Giuseppe Tornatore's 1989 Academy-Award-winning film takes a romantic look at growing up in a remote village. The filmmaker returns to his Sicilian hometown for the first time in 30 years and looks back on his life, including the time he spent helping the projectionist at the local movie theatre.
Pietor Germi's 1961 comedy had Marcelo Mastroianni as a Sicilian aristocrat seeking a divorce when divorce in Italy was not legal. Mastroianni, facing a mid-life crisis, falls for his beautiful cousin (Stefania Sandrelli). Unable to divorce his annoying wife (Daniela Rocca), Mastroianni hatches a scheme to make it appear she was unfaithful and then kill her.
Luchino Visconti's 1968 film version of Giuseppe di Lampedusa's novel. Set in revolutionary Italy in the mid-1800s, the film stars Burt Lancaster as a Sicilian prince who seeks to preserve his family's aristocratic way of life by marrying off nephew Tancredi (Alain Delon) to the daughter (Claudia Cardinale) of a wealthy, boorish merchant. The lush drama culminates with an elaborate and memorable ballroom sequence.
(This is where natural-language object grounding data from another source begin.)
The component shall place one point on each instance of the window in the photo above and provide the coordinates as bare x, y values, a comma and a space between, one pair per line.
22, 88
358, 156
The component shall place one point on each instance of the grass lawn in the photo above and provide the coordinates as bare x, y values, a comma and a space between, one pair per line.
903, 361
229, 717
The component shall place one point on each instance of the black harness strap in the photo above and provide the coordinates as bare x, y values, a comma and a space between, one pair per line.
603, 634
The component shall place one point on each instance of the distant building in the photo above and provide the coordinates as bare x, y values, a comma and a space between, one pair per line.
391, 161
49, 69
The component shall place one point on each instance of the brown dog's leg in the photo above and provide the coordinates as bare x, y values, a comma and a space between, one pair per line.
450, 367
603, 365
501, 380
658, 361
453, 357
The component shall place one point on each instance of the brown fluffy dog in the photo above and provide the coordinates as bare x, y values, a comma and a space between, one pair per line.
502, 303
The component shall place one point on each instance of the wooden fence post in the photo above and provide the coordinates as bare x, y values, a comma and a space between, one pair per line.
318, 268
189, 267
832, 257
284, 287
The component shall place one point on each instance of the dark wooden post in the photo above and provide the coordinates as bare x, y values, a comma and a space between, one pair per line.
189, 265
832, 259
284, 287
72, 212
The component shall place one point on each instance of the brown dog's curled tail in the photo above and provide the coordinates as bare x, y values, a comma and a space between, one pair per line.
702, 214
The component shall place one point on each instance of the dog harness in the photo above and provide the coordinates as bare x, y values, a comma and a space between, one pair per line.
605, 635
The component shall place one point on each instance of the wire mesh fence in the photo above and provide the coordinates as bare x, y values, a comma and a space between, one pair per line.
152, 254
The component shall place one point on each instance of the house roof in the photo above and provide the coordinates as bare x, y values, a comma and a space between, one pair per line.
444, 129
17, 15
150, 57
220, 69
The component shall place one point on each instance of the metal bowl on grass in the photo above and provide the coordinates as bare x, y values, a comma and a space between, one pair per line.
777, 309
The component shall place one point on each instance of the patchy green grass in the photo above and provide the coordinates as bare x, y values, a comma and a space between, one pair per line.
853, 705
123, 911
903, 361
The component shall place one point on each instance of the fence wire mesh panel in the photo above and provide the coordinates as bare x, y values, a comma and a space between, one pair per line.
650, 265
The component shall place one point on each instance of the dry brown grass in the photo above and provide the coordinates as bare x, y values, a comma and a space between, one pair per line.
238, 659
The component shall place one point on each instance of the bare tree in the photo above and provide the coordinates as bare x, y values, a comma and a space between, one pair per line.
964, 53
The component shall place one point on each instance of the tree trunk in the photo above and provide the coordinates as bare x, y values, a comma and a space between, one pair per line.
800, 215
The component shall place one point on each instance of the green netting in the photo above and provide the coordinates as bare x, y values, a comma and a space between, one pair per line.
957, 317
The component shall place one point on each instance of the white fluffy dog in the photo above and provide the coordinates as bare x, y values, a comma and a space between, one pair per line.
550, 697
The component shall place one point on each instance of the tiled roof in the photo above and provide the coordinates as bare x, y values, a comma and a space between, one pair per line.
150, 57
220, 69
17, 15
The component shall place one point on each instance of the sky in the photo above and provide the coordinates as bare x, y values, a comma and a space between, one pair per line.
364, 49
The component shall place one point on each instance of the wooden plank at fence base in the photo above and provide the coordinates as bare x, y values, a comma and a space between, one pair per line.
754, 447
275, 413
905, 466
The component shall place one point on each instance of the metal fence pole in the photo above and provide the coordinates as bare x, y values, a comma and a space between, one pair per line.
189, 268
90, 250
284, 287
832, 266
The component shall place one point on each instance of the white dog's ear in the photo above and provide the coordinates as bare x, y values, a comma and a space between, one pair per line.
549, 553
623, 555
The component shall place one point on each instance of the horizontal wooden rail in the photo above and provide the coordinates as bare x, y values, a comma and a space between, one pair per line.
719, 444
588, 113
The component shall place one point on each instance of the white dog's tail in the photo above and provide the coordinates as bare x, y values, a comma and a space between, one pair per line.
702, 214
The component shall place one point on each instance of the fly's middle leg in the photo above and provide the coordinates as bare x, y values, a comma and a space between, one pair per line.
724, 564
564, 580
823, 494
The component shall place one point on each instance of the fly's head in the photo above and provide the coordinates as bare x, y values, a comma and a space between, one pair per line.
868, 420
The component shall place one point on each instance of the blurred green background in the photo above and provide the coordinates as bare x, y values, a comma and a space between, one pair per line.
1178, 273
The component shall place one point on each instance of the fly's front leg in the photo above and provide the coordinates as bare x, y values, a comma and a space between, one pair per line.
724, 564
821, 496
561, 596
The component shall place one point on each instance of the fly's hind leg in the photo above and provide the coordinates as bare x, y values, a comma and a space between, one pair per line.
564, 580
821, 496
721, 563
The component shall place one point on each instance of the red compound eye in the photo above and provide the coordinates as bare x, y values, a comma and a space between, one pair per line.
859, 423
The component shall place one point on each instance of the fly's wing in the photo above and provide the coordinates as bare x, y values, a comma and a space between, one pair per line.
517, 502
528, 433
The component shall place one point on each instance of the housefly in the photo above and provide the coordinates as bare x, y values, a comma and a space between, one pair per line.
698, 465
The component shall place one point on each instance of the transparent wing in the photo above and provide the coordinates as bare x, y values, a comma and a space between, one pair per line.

Lovely romance set in a small Italian town during the 1950s where exiled Chilean poet Pablo Nerudo has taken refuge. A shy mailman befriends the poet and uses his words - and, ultimately, the writer himself - to help him woo a woman with whom he has fallen in love.
The first half of Michelangelo Antonioni's masterpiece was filmed off the coast of Panarea and on the nearby island of Lisca Bianca. The film is a scathing examination of Italy's aristocratic classes set within the framework of a mystery story, and chronicles the disappearance of a wealthy woman. While searching for her, the woman's lover and best friend become romantically involved.
Affecting story from "Cinema Paradiso" director Giuseppe Tornatore about a con man from Rome who, posing as a Hollywood talent scout, travels with a movie camera to impoverished villages in 1950s Sicily, promising stardom - for a fee - to gullible townspeople.
Luchino Visconti's 1948 adaptation of Verga's I Malavoglia, the story of a fisherman's failed dream of independence. Originally a failure at the box office, the film has emerged as a classic of the neo-realistic movement.
Francesco Rosi's neo-realist drama probes the mystery surrounding one of Italy's most beloved criminals. On July 5, 1950, in Castelvetrano, Sicily, the body of Salvatore Giuliano was found, punctured with bullet holes. Painting a thorough portrait of the legendary bandit, Rosi's film also explores the dangerously complex Sicilian world in which politcs and crime go hand-in-hand.
Roberto Rossellini filmed this classic on the Eolian Islands in 1949. Stromboli, Terra di Dio marked the beginning of Rossellini and Ingrid Bergman's highly publicized affair.
Francis Ford Coppola's 1972 Mafia classic with Marlon Brando as the Don Corleone. The landmark drama redefined the gangster film genre and earned Academy Awards for Best Picture, Screenplay and an (unaccepted) Best Actor Oscar for Marlon Brando as aging mob boss Don Vito Corleone. James Caan, John Cazale, Al Pacino, and Robert Duvall co-star as Corleone's sons, who try to keep the family "business" going in the midst of a mob war.